Face Reconstruction from Partially Leaked Facial Embeddings

Shahreza, Hatef Otroshi  
•
Marcel, Sebastien
March 18, 2024
2024 Ieee International Conference On Acoustics, Speech And Signal Processing, Icassp 2024
49th IEEE International Conference on Acoustics, Speech, and Signal Processing (ICASSP)

Face recognition systems are widely used in different applications. In such systems, some features (called templates) are extracted from each face image and stored in the system's database. In this paper, we propose an attack against face recognition systems where the adversary gains access to a portion of facial templates and aims to reconstruct the underlying face image. To this end, we train a face reconstruction network to invert partially leaked templates. In our experiments, we evaluate the vulnerability of state-of-the-art face recognition systems on different datasets, including MOBIO, LFW, and AgeDB. Our experiments demonstrate the vulnerability of face recognition systems to template inversion based on a portion of leaked templates.
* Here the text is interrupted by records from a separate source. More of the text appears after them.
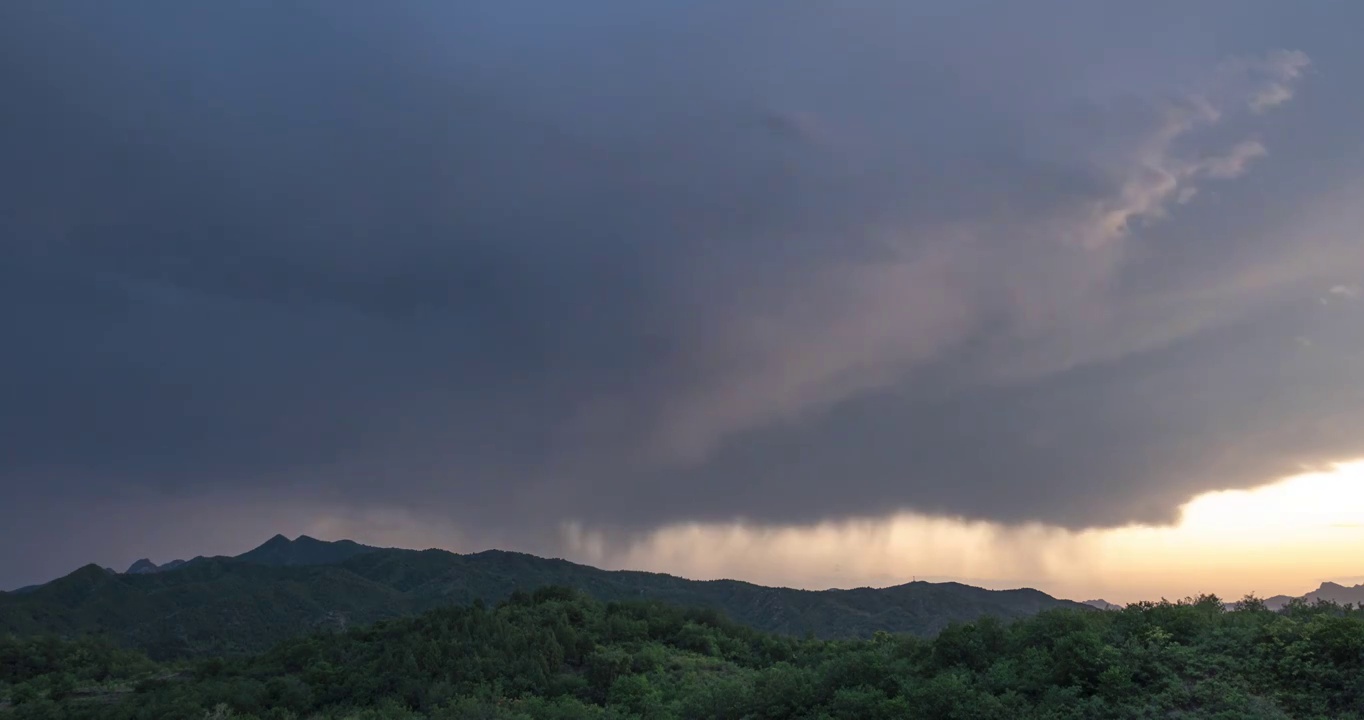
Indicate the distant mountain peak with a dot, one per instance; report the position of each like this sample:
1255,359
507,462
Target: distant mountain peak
303,550
141,567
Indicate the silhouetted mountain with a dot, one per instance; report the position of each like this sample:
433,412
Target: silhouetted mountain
1337,593
247,603
141,567
1329,592
281,551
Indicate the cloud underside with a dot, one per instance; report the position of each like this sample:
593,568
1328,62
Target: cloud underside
501,274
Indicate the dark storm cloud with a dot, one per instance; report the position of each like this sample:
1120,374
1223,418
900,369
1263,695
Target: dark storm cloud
519,263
For example, with only 20% of facial templates, our experiments show that an adversary can achieve a success attack rate of 87% on a system based on ArcFace on the LFW dataset configured at the false match rate of 0.1%. To our knowledge, this paper is the first work on the inversion of partially leaked facial templates, and paves the way for future studies of attacks against face recognition systems based on partially leaked templates.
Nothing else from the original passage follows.